The Hamilton Farmers' Market was founded in 1837 is located within a large multi-faceted complex in downtown Hamilton, Ontario called Lloyd D. Jackson Square on the corner of James Street & York Boulevard. It is an indoor market known well by locals for its variety of foods and products, produced both locally and from around the world. In 2007 a proposal of $5.1-million for renovation was made.

==History==
The Hamilton Farmers' Market is a heritage institution founded in 1837, at the corner of York & James Streets. Andrew and Mary Miller transferred a small parcel of land to the President and Board of Police of the Town of Hamilton, to be utilized specifically for a market.

The details of the land transfer are murky. The history of the Hamilton Farmers' Market, Michael Quigley's On the Market published by the Head of the Lake Historical Society in 1987 says, "The origins of the market lie in a tangled swamp of land speculation deals, political rivalries, sharp practices and legal chicanery among the principals, many of them revered founding fathers of Hamilton."

The market has been in its current location next to the Hamilton Public Library since August 1980.

In 2011, the market was completely renovated and now has:

- Wide mix of quality, affordable local produce and culturally diverse products from nearly 70 vendors.
- Selection of fresh foods prepared onsite.
- A community kitchen for cooking demonstrations and events
- Improved energy efficiency and accessibility
- Fully restored Birks Clock Of The Charging Horsemen hanging proudly in the centre of the market.

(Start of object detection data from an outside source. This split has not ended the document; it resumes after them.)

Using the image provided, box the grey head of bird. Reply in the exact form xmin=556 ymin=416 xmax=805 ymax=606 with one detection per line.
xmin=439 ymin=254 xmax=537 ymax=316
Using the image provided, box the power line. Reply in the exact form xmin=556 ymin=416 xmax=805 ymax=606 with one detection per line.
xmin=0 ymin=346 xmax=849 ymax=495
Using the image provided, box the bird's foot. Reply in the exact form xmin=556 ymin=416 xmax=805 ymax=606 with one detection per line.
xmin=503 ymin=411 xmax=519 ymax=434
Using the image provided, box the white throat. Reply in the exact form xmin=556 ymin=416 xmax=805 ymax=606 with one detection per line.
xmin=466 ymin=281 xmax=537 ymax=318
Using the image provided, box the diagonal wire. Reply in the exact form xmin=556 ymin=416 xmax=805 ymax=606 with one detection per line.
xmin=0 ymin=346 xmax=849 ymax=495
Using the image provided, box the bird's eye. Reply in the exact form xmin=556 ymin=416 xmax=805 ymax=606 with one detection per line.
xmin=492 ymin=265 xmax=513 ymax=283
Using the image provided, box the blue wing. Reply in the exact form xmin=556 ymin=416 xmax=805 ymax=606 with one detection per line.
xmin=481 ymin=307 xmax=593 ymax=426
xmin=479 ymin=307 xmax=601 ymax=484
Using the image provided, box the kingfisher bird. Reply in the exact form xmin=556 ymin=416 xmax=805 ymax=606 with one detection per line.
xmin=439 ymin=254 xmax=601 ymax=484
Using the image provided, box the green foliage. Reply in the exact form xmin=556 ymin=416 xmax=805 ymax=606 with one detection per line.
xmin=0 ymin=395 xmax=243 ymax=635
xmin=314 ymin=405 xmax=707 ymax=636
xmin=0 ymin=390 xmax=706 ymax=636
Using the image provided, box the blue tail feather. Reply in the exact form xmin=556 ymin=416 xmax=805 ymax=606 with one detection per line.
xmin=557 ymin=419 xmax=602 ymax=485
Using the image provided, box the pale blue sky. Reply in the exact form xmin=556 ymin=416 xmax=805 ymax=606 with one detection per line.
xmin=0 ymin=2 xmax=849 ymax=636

==Birks "Clock of the Charging Horsemen"==
The historic 1930 clock formerly at Birks Building was located at the corner of James Street North and King Street West from 1986 to 2010. It has since been fully restored and relocated indoors at Farmers' Market. Every 15 minutes, the miniature knights joust as they rotate around the clock's base. The clock also chimes and plays music. The clock sounds very similar to a carillon.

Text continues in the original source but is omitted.